2024-02-21 08:53:26 | ビジネス・教育学習

◇構造強度規定の3問目は、構造計算規定に関する重点事項を整理していきます。

◇構造計算規定①:構造計算をする場合の外力の状態についての規定(令82条の表)
 ・表の記号の意味⇒「G=固定荷重、P=積載荷重、S=積雪荷重、W=風圧力、K=地震力」を理解する。
 ・原則、長期荷重は「G+P」ですが、特定行政庁が指定する地域では「G+P+0.7S」とする。
 ・原則、短期荷重は長期荷重に、積雪時「プラスS」、暴風時「プラスW」、地震時「プラスK」とする。
 ・特定行政庁が指定する地域では、暴風時に「+0.35S」、地震時に「+0.35S」を追加する場合がある。

◇構造計算規定②:固定荷重「G」の規定(令84条)
 ・原則、実況に応じて計算するが、令84条の表を利用して計算することができるとしている。
 ・試験問題では、この表を参照して、「固定荷重G」を回答する設問となります。
 ・出題例として、R4年に「コンクリート造の床の固定荷重」を算定する設問がある。
 ・表より、建築の部分は「床」、種別は「コンクリートの床」+「仕上げはモルタル塗り」を選択する。

◇構造計算規定③:積載荷重「P」の規定(令85条)
 ・第1項の表より、「室の種類」、「構造計算の対象部位」別に数値を選択する。
 ・床の構造計算をする場合は、(い)欄より、室の種類別に選択する。
 ・柱、基礎の垂直荷重の場合は、(ろ) 欄より選択するとともに、支える床の数により荷重減ができる。
 ・第2項に、減らすための係数表があり、第1項で選択した数値に乗じて荷重を減らすことができる。
 ・地震力を計算する場合は、(は) 欄より、室の種類別に選択する。
 ・注意点は第3項で、倉庫業を営む倉庫の積載荷重は、3,900N未満にできないと規定している。

◇構造計算規定③:積雪荷重「S」の規定(令86条)
 ・積雪の単位荷重は、積雪量1㎝ごとに1㎡につき20ニュートン以上とする(第2項)。
 ・屋根に雪止めがある場合を除き、その勾配が60度を超える場合は、積雪荷重を零とできる(第4項)。
 ・雪下ろしを行う慣習のある場合、雪下ろしの実況に応じて垂直積雪量を1mまで減算できる(第6項)。

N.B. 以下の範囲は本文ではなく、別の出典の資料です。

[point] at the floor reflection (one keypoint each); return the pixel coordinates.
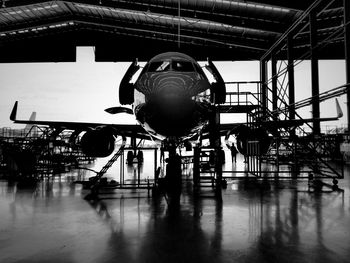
(254, 223)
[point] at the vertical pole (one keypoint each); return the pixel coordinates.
(196, 157)
(314, 74)
(291, 77)
(347, 52)
(274, 84)
(263, 77)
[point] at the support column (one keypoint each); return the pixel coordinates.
(263, 78)
(347, 53)
(314, 74)
(274, 83)
(291, 87)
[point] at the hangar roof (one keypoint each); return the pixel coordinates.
(121, 30)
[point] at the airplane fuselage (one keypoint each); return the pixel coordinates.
(172, 96)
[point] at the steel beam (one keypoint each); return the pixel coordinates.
(274, 83)
(314, 74)
(347, 53)
(291, 86)
(263, 78)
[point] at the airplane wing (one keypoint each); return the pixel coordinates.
(125, 129)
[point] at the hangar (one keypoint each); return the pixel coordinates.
(278, 33)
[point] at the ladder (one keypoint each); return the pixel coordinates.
(97, 179)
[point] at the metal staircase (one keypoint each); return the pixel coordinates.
(306, 151)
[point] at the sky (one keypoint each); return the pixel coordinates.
(80, 91)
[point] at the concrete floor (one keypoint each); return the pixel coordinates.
(286, 223)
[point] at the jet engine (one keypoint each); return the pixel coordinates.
(98, 142)
(252, 141)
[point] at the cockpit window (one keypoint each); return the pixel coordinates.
(184, 66)
(159, 66)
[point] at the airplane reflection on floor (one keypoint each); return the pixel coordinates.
(283, 223)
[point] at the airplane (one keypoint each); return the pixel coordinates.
(172, 100)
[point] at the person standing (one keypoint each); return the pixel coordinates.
(233, 152)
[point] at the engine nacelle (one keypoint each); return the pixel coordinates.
(252, 141)
(98, 142)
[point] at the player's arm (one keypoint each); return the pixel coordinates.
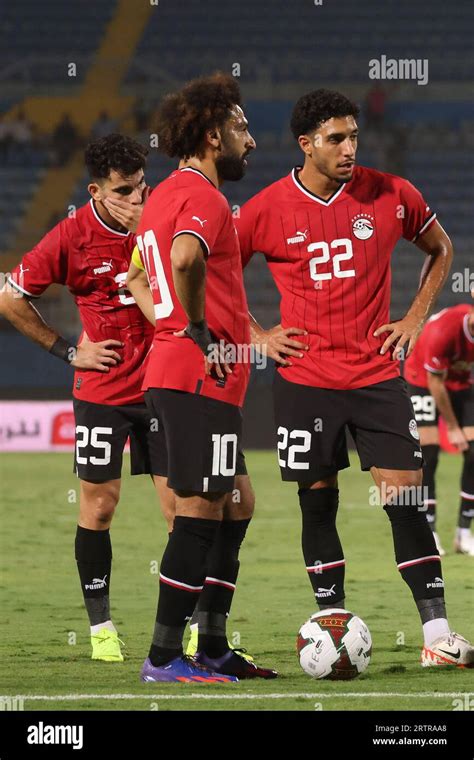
(437, 388)
(437, 245)
(188, 268)
(139, 287)
(20, 312)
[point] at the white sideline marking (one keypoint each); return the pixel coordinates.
(295, 695)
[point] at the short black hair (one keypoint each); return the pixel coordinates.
(313, 109)
(185, 116)
(114, 152)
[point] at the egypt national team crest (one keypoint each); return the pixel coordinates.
(363, 226)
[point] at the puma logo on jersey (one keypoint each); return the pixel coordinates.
(363, 226)
(437, 583)
(326, 591)
(107, 266)
(300, 237)
(96, 583)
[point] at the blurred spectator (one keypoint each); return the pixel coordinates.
(65, 139)
(5, 139)
(104, 125)
(375, 107)
(141, 115)
(21, 130)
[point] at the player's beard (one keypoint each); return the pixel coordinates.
(230, 165)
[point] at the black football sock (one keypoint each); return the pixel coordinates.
(466, 509)
(216, 598)
(182, 574)
(430, 457)
(322, 548)
(93, 551)
(416, 554)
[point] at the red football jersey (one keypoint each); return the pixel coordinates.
(446, 344)
(330, 260)
(188, 202)
(92, 260)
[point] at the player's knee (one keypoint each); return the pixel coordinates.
(329, 482)
(100, 501)
(430, 456)
(469, 456)
(243, 497)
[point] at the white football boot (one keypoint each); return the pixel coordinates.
(438, 545)
(452, 649)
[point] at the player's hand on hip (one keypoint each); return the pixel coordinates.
(98, 356)
(127, 214)
(278, 344)
(457, 438)
(216, 355)
(406, 330)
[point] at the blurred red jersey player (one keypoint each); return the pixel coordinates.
(440, 382)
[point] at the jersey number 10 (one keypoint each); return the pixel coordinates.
(150, 252)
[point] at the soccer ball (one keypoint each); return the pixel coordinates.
(334, 644)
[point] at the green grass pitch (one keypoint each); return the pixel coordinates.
(44, 642)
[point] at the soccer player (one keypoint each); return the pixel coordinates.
(327, 231)
(193, 289)
(89, 253)
(438, 373)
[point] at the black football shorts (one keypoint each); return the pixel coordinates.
(199, 440)
(101, 433)
(311, 426)
(426, 413)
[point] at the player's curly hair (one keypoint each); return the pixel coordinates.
(119, 152)
(312, 109)
(185, 116)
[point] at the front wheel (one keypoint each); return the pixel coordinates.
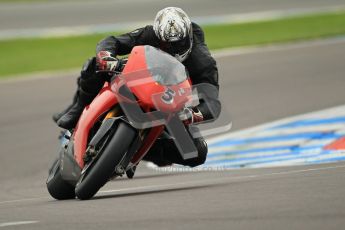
(102, 168)
(57, 186)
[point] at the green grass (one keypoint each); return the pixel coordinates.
(29, 55)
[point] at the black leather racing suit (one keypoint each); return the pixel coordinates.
(202, 68)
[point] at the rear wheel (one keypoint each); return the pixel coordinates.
(98, 172)
(57, 186)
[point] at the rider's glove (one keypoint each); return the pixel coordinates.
(191, 115)
(106, 62)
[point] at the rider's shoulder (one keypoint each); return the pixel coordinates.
(198, 32)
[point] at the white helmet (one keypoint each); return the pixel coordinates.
(174, 28)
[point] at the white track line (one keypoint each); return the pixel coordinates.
(193, 182)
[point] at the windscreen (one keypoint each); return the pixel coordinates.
(164, 68)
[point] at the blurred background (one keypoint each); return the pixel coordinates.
(276, 59)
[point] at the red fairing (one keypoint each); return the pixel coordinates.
(101, 104)
(141, 83)
(150, 94)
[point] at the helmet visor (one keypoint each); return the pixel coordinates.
(178, 47)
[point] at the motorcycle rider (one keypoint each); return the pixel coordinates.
(174, 33)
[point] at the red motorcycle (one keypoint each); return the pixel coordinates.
(142, 103)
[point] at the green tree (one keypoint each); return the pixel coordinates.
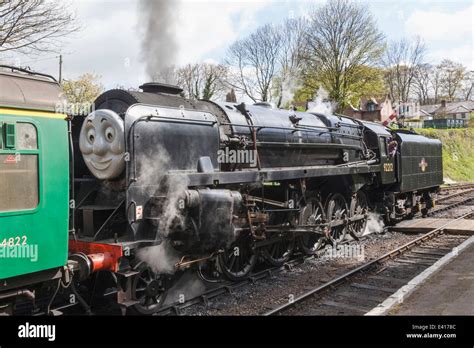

◇構造計算規定④:地震力「K」の規定(令88条2項、3項)
 ・標準せん断力係数は、原則、0.2以上としなければならない。
 ・地盤が著しく軟弱な区域として特定行政庁が指定する場合の木造建築物にあっては、0.3以上とする。
 ・令82条の3第二号に基づく水平保有耐力計算をする場合は、標準せん断力係数は、1.0以上とする。
   ⇒特にこの項目は、要注意です!

◇構造計算規定⑤:材料の許容応力度の規定(令89条~令98条の表)
 ・出題例の多いのは「地盤の許容応力度」で、地盤の種類別に選択し、短期は長期の2倍とする。
 ・木材、鋼材、コンクリート、高力ボルト、溶接等の許容応力度を表から該当する数値を選択する。